1.3 On perusing the Balance Sheet of MOH as on 31.03.2002, it was observed that MOH had no free reserves, share premium account and the proceeds of any shares to make it eligible for the buy-back of its shares in terms of Section 77A of the Companies Act.
1.4 In view of the above, investigation was conducted by Securities and Exchange Board of India (hereinafter referred to as "SEBI") into the buying, selling and dealing in the scrip of MOH, for the period May 2002 to July 2002 under the provisions of the SEBI Act, 1992 read with SEBI (Prohibition of Fraudulent and Unfair Trade Practices relating to Securities Markets) Regulations, 1995 (hereinafter referred to in short as "PFUTP Regulations") and other relevant SEBI Regulations.
Investigations revealed that the company M/s MOH Ltd had acquired 100% shareholding in M/s Saturn Technologies Ltd, (hereinafter referred to as "Saturn") thereby making it 100% owned subsidiary. MOH had made a preferential allotment of 15 crore equity shares of Rs 1 paid up capital to the shareholders of Saturn as a consideration for an acquisition other than cash. Equity capital of MOH Ltd was Rs 10 crores (prior to acquisition of Saturn) which increased to Rs 25 crores after acquisition. The total turnover of Saturn was mere Rs 16 lakhs.

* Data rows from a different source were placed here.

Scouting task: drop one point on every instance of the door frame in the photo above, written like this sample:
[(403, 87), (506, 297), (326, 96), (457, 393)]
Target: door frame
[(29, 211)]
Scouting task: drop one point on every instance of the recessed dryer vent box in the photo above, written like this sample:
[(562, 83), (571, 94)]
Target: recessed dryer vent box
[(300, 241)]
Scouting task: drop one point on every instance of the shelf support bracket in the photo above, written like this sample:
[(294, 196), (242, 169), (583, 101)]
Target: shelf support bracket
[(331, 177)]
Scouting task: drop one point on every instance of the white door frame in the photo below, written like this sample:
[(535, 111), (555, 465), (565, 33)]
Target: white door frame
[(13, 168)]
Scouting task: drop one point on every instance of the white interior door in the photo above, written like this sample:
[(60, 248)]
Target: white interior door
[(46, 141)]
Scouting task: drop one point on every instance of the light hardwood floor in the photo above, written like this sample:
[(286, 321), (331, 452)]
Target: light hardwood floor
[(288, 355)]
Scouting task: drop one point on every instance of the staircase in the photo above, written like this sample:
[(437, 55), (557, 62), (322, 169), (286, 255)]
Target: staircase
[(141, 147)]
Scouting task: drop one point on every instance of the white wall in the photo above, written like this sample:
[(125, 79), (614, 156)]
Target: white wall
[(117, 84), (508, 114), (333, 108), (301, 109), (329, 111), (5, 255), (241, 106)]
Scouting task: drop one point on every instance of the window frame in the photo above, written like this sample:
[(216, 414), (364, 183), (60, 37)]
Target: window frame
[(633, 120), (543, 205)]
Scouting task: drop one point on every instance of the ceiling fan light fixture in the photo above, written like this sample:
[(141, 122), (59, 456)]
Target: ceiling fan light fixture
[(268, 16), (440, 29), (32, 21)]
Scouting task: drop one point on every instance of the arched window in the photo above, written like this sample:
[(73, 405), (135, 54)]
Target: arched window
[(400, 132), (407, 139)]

1.5 As per the details submitted by the company M/s MOH Ltd., it was observed that Saturn and MOH had common subscribers to the Memorandum of Understanding including Shri. Sunil Shah, CMD, M/s MOH Ltd indicating thereby that two companies were related entities. It was found during investigations that the shares allotted by MOH to the shareholders of Saturn had been dematerialised by the preferential allottees, since the top 50 shareholders of MOH were holding more than 17 crores shares as on May 31, 2002 compared to listed capital of 10 crores shares and around 14 crore of these shares were offloaded into the market after the publication of advertisement. It was noted that the preferential allotment was made before the date of the above advertisement.
1.6 During the meeting of July 15, 2002, attended by Shri. Sunil Shah, CMD and Shri. Chagan Bhai A. Manani, it was resolved that the proposal of buy back of equity shares was not likely to be useful to the company till complete package of restructuring of equity and debt was worked out. However, no advertisements were published regarding the outcome of Board Meeting in which the proposal was rejected. During the period from issuing the advertisement for buy-back till the time of withdrawal of buy back proposal, it was observed that volume and price of the scrip suddenly shot up. The entire chain of events of preferential allotment to related entities, the buyback of shares through buyback advertisement, reasons for the proposal of buy back being rejected and its impact on the volume of the shares suggested a clear involvement on the part of promoters/directors to create an artificial demand for the shares of the company and deceive the innocent investors. The company MOH and its Directors, Shri. Sunil M. Shah, Shri. Chagan Bhai A Manani, Shri. S. Sankaran, Shri. B. Palinicker and Shri. Manubhai Oghadlal Shah (hereinafter referred to as "Noticees"), therefore, had violated Regulation 4, 5(1) (a) & (b) and 6(a) of PFUTP Regulations by issuing misleading statements/advertisements, by employing schemes, devise, act or practice intended to defraud and to influence the investment decisions of the investors.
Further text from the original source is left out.